L’affaire, initiée par des cercles militaires royalistes, portait sur une interview donnée en 2015 par Thaksin à des médias étrangers alors qu’il vivait en exil. La justice a estimé que les preuves présentées étaient insuffisantes pour démontrer une atteinte à la monarchie, un délit passible de peines allant jusqu’à 15 ans de prison en vertu de la loi de lèse-majesté.
« Les éléments fournis par le plaignant montrent que l’interview de l’accusé ne diffame pas, n’insulte pas et ne menace pas le roi, par conséquent l’accusé n’est pas coupable », a déclaré le tribunal pénal de Bangkok.

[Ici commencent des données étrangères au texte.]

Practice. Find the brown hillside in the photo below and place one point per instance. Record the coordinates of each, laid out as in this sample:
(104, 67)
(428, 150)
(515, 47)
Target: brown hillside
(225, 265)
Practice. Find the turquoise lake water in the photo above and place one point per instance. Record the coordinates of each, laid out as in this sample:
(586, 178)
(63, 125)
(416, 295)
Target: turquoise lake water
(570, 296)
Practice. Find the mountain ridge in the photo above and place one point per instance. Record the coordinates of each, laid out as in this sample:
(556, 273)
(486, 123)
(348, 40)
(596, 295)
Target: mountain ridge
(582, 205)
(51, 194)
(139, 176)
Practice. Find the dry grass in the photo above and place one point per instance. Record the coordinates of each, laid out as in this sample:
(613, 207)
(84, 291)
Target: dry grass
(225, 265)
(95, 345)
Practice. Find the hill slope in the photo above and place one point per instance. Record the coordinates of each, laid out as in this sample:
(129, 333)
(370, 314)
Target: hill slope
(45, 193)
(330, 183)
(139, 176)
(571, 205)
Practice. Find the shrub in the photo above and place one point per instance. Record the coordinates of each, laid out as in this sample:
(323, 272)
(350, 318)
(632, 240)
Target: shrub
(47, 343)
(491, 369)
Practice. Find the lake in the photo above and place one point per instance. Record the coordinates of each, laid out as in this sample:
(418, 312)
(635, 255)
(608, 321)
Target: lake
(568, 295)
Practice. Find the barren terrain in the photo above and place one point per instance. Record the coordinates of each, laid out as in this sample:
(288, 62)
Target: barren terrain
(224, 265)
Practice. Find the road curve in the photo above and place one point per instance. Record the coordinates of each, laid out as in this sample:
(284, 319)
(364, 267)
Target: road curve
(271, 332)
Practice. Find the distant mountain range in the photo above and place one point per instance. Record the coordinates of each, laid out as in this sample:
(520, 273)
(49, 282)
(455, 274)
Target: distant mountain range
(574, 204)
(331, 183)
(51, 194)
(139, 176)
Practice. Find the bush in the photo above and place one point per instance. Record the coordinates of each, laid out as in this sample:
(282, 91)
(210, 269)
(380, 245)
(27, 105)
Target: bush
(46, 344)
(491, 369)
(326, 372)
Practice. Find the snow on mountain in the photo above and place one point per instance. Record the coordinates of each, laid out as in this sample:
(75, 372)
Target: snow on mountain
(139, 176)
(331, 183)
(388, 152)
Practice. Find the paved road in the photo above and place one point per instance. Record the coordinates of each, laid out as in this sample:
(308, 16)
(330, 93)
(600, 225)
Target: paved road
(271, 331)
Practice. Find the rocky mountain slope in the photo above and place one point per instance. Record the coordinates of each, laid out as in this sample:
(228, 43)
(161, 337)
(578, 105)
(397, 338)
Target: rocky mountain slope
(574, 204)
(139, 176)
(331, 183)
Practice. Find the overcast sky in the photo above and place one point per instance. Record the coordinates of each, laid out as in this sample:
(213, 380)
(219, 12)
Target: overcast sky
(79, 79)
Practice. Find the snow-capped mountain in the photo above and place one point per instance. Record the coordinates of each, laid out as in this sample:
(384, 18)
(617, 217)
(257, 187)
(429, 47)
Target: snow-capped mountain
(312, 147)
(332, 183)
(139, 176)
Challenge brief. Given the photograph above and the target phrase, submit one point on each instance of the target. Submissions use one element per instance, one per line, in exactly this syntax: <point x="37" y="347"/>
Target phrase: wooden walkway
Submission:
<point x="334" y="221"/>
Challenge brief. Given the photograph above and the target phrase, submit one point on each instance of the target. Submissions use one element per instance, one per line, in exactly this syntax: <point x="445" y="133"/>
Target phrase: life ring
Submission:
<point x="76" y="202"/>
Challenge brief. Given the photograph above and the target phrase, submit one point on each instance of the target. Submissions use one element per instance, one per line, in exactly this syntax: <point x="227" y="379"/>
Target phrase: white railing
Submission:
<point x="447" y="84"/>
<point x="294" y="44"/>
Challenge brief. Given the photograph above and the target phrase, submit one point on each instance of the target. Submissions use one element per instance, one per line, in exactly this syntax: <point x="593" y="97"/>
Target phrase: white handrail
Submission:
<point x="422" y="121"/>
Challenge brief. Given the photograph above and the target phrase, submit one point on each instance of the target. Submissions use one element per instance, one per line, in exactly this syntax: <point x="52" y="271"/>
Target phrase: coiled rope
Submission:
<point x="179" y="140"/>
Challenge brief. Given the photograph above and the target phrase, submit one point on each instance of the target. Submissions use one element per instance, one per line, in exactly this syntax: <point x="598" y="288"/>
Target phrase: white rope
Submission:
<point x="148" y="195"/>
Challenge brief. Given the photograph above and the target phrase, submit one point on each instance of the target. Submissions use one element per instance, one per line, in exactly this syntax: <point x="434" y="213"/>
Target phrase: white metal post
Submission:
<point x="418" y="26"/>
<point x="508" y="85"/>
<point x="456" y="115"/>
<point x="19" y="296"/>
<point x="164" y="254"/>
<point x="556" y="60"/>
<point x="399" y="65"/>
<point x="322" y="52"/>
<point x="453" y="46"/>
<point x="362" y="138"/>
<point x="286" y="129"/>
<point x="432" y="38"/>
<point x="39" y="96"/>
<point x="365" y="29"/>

Souriant et arborant une cravate jaune, couleur associée au palais, Thaksin a annoncé la décision aux journalistes à sa sortie de l’audience, devant environ 150 de ses partisans vêtus de rouge venus le soutenir.
Toujours considéré comme une personnalité centrale de la vie politique thaïlandaise, Thaksin a réaffirmé à plusieurs reprises sa loyauté envers la monarchie depuis son retour au pays en 2023. Il reste toutefois sous la menace d’autres verdicts, notamment sur les conditions controversées de sa détention hospitalière.
Par ailleurs, sa fille Paetongtarn Shinawatra, actuelle Première ministre, pourrait elle aussi faire face à une procédure judiciaire pouvant conduire à sa destitution. Ces dossiers judiciaires maintiennent la famille Shinawatra au cœur des tensions entre institutions royalistes, armée et forces démocratiques en Thaïlande.